Au Sénégal, des voleurs de perruques, qui ont été arrêtés avec 91 pièces de seconde main dans un salon de coiffure, ont été condamnés fin septembre à deux ans de prison, dont trois mois fermes. Un phénomène récurrent dans la capitale sénégalaise alors que les perruques de cheveux naturels coûtent très cher.
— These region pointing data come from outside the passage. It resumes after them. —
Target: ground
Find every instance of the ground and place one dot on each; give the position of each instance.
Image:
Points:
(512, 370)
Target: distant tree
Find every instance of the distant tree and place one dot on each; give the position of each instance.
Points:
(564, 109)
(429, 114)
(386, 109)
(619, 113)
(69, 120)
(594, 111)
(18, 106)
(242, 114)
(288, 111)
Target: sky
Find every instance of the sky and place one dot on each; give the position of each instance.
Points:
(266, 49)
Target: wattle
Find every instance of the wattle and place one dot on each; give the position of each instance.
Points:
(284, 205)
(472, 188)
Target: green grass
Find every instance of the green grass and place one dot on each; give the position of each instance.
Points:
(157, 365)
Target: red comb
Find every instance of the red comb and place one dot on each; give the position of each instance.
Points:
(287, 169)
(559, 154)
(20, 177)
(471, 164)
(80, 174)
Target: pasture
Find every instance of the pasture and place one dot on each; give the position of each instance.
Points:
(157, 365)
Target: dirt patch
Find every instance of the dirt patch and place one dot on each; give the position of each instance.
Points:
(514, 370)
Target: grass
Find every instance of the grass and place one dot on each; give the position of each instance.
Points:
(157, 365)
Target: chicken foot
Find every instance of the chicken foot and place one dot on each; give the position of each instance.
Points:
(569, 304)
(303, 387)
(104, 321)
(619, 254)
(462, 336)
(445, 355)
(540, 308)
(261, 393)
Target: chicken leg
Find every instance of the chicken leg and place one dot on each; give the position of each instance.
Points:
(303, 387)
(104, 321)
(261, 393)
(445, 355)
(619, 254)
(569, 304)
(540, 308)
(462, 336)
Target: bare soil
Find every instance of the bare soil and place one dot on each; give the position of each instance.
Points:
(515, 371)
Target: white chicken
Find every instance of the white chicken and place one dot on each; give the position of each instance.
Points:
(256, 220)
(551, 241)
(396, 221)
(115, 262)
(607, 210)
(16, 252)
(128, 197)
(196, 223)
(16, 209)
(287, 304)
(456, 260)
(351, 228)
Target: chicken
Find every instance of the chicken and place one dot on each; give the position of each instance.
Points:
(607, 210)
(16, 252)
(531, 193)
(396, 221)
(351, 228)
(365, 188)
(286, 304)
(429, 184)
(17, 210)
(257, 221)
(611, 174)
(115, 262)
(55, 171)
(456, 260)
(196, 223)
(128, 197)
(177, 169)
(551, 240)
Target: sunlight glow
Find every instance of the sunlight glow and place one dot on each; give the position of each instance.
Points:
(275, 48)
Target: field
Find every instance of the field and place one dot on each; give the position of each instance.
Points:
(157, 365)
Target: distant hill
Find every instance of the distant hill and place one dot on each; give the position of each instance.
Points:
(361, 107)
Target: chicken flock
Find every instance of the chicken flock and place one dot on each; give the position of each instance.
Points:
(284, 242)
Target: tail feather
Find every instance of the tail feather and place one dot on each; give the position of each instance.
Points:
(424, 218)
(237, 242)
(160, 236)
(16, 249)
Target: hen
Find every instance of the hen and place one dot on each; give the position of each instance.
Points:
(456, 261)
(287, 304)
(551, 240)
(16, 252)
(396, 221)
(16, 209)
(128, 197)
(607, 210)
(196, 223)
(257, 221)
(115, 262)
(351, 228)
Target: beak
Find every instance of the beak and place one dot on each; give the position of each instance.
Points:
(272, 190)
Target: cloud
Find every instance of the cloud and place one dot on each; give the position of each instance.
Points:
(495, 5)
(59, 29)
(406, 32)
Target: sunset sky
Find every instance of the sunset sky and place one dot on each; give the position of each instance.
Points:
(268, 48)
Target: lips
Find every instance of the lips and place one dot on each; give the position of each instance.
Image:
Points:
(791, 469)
Exemples à Dakar.

Nogaye Sidy Fall, mère de famille de 42 ans, raconte comment, en quelques secondes, elle s’est fait arracher sa nouvelle perruque de cheveux naturels dans le marché populaire de Colobane, la veille de la rentrée scolaire 2022 du Sénégal : « D’un coup, je ne sens plus la perruque, quelqu’un l’a tirée, et quand je me suis retournée, je n’ai vu personne, donc j’ai crié : ‘‘Ma perruque, ma perruque !!’’ »
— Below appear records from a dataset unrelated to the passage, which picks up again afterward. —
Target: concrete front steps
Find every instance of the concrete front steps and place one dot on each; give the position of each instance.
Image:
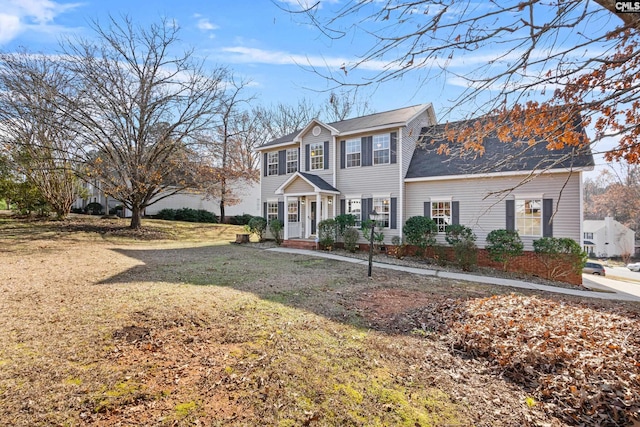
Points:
(309, 244)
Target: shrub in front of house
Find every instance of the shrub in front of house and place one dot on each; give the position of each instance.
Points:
(503, 246)
(188, 215)
(94, 208)
(344, 222)
(350, 238)
(421, 232)
(257, 225)
(276, 228)
(327, 233)
(463, 241)
(240, 219)
(551, 251)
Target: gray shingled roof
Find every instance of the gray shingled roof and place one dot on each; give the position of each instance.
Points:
(498, 156)
(318, 182)
(386, 118)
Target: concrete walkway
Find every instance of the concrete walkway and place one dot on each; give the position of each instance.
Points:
(603, 291)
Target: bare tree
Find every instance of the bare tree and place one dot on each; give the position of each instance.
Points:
(344, 104)
(226, 146)
(32, 128)
(282, 119)
(140, 108)
(536, 62)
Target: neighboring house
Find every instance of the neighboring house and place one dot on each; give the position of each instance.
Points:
(248, 193)
(608, 238)
(386, 162)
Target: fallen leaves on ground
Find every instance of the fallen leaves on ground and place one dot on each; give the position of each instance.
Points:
(581, 364)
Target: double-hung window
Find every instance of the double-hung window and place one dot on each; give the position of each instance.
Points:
(272, 211)
(272, 163)
(381, 149)
(292, 160)
(382, 206)
(317, 156)
(529, 217)
(353, 152)
(353, 207)
(441, 214)
(292, 211)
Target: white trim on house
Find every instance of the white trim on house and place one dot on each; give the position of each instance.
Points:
(497, 174)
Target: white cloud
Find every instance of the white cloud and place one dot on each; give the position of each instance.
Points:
(19, 16)
(247, 55)
(205, 25)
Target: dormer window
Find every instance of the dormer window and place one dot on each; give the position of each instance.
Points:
(381, 149)
(317, 156)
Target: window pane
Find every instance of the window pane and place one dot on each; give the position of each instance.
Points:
(381, 150)
(441, 214)
(317, 156)
(529, 217)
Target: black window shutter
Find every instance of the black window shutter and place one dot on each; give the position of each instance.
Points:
(326, 154)
(394, 147)
(547, 213)
(281, 211)
(455, 212)
(265, 166)
(282, 162)
(367, 150)
(366, 208)
(393, 221)
(511, 215)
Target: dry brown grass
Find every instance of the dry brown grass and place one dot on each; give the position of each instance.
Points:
(99, 328)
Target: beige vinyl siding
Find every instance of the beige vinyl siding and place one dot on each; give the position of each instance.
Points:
(299, 186)
(374, 179)
(486, 214)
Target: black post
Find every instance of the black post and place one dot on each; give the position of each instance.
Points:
(373, 227)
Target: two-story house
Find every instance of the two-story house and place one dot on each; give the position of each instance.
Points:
(388, 162)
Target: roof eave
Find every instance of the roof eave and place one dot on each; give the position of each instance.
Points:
(498, 174)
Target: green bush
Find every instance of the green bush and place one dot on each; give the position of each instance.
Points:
(327, 233)
(551, 250)
(345, 222)
(503, 246)
(240, 219)
(421, 232)
(465, 251)
(350, 238)
(94, 208)
(276, 227)
(167, 214)
(257, 225)
(188, 215)
(399, 247)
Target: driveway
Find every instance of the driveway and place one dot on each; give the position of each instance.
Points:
(618, 279)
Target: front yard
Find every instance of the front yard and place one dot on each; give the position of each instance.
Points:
(175, 326)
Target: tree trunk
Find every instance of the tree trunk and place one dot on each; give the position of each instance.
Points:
(136, 218)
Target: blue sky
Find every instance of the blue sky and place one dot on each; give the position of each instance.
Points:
(255, 38)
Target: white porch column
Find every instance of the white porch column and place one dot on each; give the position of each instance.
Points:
(285, 217)
(318, 211)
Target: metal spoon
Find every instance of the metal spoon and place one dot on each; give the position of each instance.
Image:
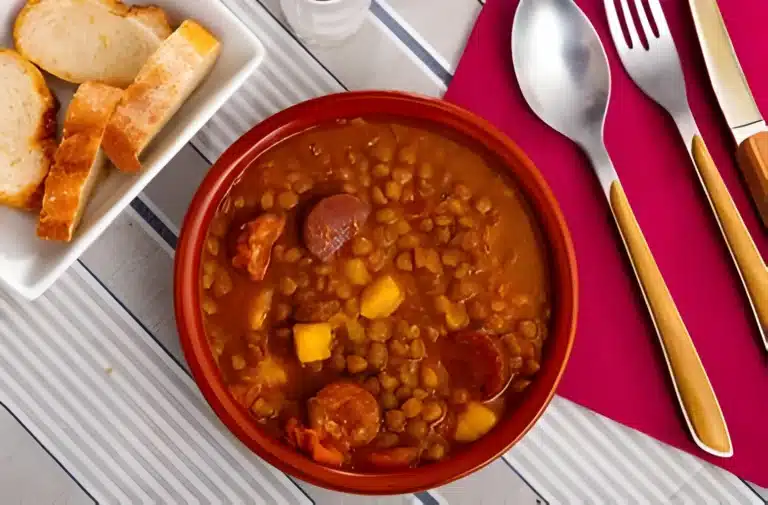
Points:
(564, 75)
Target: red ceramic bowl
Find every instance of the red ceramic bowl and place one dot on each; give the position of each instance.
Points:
(399, 105)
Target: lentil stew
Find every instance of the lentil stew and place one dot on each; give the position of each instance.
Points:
(375, 293)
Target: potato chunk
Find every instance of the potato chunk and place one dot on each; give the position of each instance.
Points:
(381, 298)
(357, 272)
(474, 422)
(312, 341)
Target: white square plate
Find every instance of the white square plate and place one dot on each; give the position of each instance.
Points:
(30, 265)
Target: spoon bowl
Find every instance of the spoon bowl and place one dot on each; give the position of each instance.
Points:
(562, 68)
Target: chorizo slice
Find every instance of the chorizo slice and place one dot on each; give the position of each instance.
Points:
(476, 361)
(346, 413)
(254, 244)
(332, 222)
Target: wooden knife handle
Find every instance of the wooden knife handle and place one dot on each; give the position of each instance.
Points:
(697, 399)
(750, 264)
(752, 156)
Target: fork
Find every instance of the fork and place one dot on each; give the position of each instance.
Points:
(657, 71)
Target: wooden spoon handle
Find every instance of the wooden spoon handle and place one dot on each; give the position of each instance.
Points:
(752, 156)
(694, 391)
(750, 264)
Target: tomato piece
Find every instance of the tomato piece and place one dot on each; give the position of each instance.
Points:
(332, 222)
(476, 361)
(253, 250)
(308, 440)
(395, 457)
(346, 413)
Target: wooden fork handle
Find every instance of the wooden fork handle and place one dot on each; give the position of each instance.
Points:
(697, 398)
(752, 156)
(750, 264)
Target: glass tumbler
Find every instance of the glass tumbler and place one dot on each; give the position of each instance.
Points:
(325, 22)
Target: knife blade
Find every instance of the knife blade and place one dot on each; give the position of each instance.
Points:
(735, 99)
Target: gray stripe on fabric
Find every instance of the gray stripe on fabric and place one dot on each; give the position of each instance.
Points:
(411, 43)
(241, 460)
(47, 451)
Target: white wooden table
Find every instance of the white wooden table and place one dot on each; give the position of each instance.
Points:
(98, 404)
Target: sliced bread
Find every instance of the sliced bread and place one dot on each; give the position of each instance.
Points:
(89, 40)
(79, 160)
(27, 131)
(163, 84)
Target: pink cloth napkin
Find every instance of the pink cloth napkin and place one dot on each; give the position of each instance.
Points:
(617, 368)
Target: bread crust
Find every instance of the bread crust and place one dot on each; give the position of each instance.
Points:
(44, 138)
(151, 17)
(155, 94)
(77, 159)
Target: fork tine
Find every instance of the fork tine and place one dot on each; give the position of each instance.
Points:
(631, 28)
(649, 36)
(615, 26)
(658, 17)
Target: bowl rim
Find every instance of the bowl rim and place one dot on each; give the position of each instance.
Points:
(299, 118)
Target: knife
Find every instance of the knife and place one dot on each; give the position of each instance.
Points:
(736, 101)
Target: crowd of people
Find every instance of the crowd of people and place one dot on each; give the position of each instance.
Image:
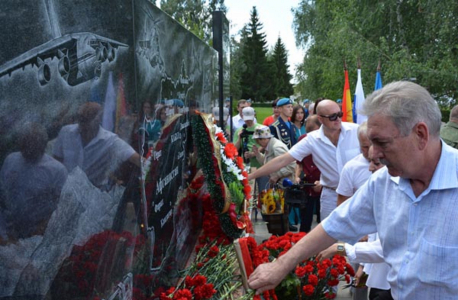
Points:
(389, 189)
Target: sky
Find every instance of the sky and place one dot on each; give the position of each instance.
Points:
(277, 20)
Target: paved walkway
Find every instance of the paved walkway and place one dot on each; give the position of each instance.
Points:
(261, 234)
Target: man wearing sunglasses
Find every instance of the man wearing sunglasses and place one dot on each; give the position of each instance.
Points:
(332, 146)
(412, 203)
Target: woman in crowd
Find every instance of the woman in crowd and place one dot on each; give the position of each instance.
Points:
(298, 119)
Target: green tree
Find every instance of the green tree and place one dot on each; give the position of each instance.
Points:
(281, 83)
(414, 40)
(254, 83)
(194, 15)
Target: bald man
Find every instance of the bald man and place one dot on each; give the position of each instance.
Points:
(332, 146)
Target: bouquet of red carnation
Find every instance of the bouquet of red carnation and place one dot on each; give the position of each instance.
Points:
(311, 279)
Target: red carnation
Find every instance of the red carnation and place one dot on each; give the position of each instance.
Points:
(308, 289)
(313, 279)
(230, 151)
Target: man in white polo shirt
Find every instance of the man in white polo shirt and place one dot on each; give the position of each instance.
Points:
(356, 172)
(332, 146)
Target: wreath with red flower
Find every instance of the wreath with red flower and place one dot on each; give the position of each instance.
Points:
(226, 178)
(311, 279)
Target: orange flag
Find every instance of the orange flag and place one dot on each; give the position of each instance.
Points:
(346, 101)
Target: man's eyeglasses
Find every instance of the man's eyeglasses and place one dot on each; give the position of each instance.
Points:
(334, 116)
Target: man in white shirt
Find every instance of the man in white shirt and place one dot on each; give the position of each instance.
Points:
(332, 146)
(96, 151)
(370, 253)
(412, 203)
(237, 120)
(355, 172)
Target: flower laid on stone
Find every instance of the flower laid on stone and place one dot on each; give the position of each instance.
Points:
(311, 279)
(225, 175)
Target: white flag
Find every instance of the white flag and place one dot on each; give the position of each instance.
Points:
(359, 99)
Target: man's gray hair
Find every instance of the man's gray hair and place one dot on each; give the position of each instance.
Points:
(406, 103)
(362, 129)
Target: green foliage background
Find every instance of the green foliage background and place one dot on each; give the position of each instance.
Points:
(412, 39)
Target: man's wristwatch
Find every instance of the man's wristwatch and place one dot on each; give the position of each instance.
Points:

Valeur de ces mèches de cheveux frisés à la mode qui ont été volées : près de 300 000 francs CFA, soit environ 450 euros. Nogaye Sidy Fall ne peut pas se permettre d’avoir d’autres perruques à ce prix-là. « Je mets d’autres perruques synthétiques, ou bien demi-naturelles, explique-t-elle. Mais celle-là, c’était la bonne, c’était celle qui ne devait pas partir. Et puisque je n’avais pas déclaré à monsieur la valeur, je lui ai dit que c’était semi-naturel, et donc pas la peine d’aller à la police faire une déclaration ».

Si elle avait déjà entendu des histoires de vol de perruques, Nogaye Sidy Fall ne pensait pas que cela pouvait lui arriver, qui plus est en plein jour : « La crainte, c’est plutôt le soir. Si on sort entre femmes, avec mes cousines ou bien avec mes belles-sœurs, si on part à un événement, au retour, on enlève les perruques, on enlève les bijoux. Mais si on est accompagné des hommes, on n’a pas ce réflexe. »
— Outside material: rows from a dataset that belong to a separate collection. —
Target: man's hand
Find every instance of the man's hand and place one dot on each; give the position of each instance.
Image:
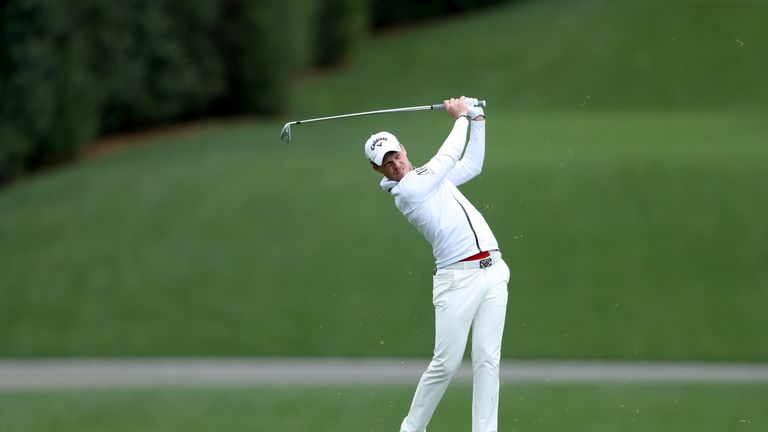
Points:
(456, 107)
(475, 111)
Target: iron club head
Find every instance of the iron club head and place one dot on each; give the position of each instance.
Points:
(285, 134)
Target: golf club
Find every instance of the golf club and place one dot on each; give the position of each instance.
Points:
(285, 134)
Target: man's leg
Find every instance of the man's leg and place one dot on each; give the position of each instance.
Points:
(455, 305)
(487, 331)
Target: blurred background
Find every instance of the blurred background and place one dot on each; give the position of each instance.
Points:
(148, 208)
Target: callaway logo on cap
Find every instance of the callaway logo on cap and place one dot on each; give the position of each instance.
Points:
(379, 144)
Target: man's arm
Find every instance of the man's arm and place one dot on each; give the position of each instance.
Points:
(472, 163)
(429, 176)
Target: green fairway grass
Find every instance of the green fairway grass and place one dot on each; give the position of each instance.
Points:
(625, 180)
(629, 236)
(522, 408)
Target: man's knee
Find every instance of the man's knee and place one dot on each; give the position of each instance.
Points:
(445, 367)
(485, 359)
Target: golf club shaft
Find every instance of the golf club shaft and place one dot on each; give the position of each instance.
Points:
(392, 110)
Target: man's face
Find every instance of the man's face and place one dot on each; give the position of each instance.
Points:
(395, 165)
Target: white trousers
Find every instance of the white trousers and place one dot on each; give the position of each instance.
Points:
(464, 299)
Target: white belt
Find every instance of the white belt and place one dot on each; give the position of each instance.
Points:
(476, 264)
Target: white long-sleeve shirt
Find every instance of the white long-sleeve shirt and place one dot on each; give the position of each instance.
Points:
(429, 198)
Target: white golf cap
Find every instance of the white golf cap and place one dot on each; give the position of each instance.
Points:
(379, 144)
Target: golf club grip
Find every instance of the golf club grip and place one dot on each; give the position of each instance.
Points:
(441, 106)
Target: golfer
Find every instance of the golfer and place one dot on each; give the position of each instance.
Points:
(469, 288)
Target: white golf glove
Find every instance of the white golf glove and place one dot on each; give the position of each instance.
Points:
(473, 110)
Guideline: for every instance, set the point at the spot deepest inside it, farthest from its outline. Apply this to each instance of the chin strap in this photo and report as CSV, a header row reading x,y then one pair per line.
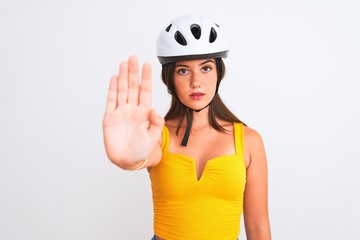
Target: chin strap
x,y
188,127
« Avoir un salon qui vend des perruques, c’est comme une bijouterie »

Les voleurs visent aussi les salons de perruque dont plusieurs ont été cambriolés dans la capitale sénégalaise ces dernières années.

Arène Khouma, propriétaire du salon de coiffure Enera Beauty dans le quartier Ouest Foire à Dakar, est spécialisée dans les perruques de cheveux naturels depuis 2017. « Un salon qui vend des perruques, c’est comme si on avait une bijouterie en fait, nous explique-t-elle. Nous, on importe du Vietnam, les cheveux viennent déjà bruts, purs, sans produits chimiques, sans rien. Et quand elles arrivent ici, on les retravaille. Ce sont des cheveux qui coûtent excessivement cher. La moins chère des perruques, c’est une coupe carrée par exemple, c’est entre 165 000, ça peut aller jusqu’à 300 000, 400 000 [environ 600 euros, NDLR]. Mais nous, on achète par kilos. Ça dépend de la longueur. Ça peut aller jusqu’à un kilo à 200 000, mais nous, on s’est spécialisés dans ces produits parce que ce sont des cheveux qu’on peut garder très très longtemps, avec l’entretien qu’il faut ».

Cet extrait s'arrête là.